International trade networks can attract criminals and terrorists financiers who exploit the interconnected supply chains to launder the proceeds of crime or finance terrorism. Recognising trade-based money laundering is difficult, particularly when there is a lack of understanding of this technique.
A new FATF-Egmont Group report aims to help public and private sector with the challenges of detecting trade-based money laundering. Using numerous case studies from around the FATF’s Global Network, it explains the ways in which criminals exploit trade transactions to move money, rather than goods.
It highlights recommendations to address the trade-based money laundering risks. Countries should use national risk assessments and other risk-focused material to raise awareness with the public and private sector entities involved in international trade.
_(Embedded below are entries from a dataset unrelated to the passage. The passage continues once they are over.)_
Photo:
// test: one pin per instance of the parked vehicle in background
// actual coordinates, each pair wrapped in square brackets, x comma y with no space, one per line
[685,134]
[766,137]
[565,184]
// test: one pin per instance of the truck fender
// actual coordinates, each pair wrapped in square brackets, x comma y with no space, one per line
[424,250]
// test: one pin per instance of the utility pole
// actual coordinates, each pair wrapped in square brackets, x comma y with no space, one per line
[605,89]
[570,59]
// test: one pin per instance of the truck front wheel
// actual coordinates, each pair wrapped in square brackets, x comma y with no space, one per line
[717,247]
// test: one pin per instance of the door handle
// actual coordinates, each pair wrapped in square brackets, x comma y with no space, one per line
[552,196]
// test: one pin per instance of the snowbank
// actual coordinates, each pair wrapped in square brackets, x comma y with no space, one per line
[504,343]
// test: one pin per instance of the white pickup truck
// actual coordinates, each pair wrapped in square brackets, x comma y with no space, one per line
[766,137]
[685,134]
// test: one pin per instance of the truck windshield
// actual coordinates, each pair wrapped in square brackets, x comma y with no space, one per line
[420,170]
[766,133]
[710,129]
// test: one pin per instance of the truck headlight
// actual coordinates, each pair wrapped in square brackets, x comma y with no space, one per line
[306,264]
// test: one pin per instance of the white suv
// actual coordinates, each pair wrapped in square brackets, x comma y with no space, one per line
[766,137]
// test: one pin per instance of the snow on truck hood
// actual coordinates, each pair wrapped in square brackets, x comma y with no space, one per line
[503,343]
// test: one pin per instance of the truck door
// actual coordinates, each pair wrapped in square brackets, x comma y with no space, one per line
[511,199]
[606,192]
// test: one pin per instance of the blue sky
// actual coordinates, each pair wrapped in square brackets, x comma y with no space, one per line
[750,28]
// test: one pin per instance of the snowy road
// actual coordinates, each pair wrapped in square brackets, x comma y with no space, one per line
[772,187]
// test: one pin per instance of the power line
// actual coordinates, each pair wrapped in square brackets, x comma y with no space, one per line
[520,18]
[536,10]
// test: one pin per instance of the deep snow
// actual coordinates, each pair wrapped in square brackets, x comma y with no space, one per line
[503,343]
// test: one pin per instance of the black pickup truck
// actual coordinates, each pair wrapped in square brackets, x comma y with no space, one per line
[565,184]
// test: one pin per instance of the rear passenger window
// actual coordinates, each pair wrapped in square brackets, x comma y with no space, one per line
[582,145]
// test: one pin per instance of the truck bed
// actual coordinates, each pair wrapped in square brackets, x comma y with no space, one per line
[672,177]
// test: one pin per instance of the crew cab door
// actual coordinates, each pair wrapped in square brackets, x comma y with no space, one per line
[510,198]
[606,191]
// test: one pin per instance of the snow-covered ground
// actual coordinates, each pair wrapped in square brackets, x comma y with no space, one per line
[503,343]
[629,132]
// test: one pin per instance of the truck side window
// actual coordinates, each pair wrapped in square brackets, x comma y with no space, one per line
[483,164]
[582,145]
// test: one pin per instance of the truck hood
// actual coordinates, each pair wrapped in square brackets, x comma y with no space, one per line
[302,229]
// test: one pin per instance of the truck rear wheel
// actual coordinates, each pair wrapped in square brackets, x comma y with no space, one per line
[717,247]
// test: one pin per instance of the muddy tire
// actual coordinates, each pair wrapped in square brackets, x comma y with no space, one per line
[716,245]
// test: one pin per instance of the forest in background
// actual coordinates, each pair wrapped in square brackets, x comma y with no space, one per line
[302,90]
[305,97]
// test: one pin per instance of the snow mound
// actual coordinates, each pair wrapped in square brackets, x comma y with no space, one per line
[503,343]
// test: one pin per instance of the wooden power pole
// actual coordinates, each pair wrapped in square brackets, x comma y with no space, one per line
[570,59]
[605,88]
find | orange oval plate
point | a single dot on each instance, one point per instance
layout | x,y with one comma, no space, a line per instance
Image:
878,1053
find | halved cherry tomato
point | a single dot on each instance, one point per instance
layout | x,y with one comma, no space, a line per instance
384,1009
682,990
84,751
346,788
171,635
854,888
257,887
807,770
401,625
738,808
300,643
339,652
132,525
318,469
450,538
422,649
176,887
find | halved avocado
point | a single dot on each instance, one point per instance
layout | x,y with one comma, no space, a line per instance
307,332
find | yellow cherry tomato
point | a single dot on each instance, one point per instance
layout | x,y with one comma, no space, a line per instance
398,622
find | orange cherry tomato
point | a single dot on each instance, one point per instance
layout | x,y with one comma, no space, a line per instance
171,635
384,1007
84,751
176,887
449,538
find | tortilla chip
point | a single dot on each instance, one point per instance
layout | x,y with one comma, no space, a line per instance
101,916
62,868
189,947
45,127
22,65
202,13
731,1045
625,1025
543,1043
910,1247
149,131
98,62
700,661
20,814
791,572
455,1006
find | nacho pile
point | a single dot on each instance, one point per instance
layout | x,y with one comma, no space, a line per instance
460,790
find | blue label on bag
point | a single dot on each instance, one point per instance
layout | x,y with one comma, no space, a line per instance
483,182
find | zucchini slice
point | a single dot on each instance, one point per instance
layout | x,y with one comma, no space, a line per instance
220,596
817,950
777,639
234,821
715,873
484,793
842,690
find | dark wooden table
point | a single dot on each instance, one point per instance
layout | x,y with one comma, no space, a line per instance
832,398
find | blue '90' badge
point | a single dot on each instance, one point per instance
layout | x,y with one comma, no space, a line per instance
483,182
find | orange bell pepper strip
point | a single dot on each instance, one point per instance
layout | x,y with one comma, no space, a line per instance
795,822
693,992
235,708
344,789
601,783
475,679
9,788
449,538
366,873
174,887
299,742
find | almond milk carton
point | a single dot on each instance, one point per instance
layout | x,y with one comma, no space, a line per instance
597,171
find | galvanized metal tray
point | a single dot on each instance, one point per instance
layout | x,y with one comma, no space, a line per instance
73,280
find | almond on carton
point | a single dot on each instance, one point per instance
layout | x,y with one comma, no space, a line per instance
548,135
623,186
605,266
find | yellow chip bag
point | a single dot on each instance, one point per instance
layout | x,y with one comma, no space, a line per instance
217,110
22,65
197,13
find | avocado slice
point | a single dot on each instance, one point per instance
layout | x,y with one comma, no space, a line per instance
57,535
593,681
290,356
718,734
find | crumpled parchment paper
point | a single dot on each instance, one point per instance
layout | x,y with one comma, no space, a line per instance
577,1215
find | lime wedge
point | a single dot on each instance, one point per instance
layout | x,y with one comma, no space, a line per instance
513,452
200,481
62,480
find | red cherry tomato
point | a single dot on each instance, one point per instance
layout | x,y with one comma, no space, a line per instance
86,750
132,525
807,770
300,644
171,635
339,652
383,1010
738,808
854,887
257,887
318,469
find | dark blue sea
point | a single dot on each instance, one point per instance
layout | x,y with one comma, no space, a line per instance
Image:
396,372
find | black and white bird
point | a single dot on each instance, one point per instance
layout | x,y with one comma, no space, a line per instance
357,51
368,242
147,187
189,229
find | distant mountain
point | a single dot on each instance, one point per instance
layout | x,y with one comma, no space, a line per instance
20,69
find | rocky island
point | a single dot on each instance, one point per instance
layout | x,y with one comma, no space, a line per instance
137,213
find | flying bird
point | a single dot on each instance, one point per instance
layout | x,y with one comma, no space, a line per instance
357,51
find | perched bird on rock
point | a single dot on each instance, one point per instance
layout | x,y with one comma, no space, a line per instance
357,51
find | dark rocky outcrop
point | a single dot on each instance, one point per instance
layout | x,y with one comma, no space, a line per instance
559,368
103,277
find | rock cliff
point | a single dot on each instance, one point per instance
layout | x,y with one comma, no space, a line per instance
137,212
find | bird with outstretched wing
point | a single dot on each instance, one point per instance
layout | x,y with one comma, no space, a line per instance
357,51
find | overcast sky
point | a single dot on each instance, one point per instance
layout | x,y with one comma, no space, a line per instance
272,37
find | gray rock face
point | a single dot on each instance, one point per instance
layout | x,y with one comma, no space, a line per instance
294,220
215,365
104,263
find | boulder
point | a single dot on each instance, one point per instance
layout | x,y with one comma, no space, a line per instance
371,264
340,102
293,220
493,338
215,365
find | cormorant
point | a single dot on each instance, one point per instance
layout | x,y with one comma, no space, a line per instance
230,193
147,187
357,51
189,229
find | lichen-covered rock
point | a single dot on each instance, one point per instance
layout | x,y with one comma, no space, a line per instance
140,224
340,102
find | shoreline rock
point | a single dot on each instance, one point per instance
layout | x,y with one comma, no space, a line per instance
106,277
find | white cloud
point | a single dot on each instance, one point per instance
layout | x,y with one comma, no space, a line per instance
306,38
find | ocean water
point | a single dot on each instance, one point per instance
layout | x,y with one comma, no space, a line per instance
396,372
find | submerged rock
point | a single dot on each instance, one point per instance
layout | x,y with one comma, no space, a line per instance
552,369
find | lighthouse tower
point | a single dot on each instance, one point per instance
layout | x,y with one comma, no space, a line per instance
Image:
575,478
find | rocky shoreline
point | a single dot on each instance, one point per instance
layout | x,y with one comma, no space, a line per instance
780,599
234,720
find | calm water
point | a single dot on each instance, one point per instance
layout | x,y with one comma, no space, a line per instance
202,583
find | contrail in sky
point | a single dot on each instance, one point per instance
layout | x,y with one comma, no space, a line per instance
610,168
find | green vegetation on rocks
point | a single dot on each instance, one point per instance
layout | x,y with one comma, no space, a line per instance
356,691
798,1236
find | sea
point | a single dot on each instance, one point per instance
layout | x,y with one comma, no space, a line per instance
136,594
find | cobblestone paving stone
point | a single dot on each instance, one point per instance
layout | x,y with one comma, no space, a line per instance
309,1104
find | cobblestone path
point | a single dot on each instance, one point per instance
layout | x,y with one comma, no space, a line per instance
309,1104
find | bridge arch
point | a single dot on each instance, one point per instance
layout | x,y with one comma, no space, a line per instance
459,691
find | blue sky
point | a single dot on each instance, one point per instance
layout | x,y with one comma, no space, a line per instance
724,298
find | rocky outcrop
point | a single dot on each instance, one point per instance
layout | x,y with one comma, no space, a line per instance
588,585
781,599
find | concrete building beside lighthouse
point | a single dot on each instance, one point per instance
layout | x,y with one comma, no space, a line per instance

These include financial intelligence units, customs agencies, law enforcement, financial institutions, transport companies, importers and exporters, accountants and auditors.
The report also recommends improving information-sharing of financial and trade data, and improving co-operation between authorities and private sector, including through public-private partnerships.
Given the diversity of tradable goods, the involvement of multiple parties, and the speed of trade transactions, trade-based money laundering remains a significant risk. This report aims to help public and private sector understand these risks so that they can take action when it occurs.
The FATF and the Egmont Group will continue to work together to develop risk indicators which will make it easier to recognise use of trade mechanisms for money laundering.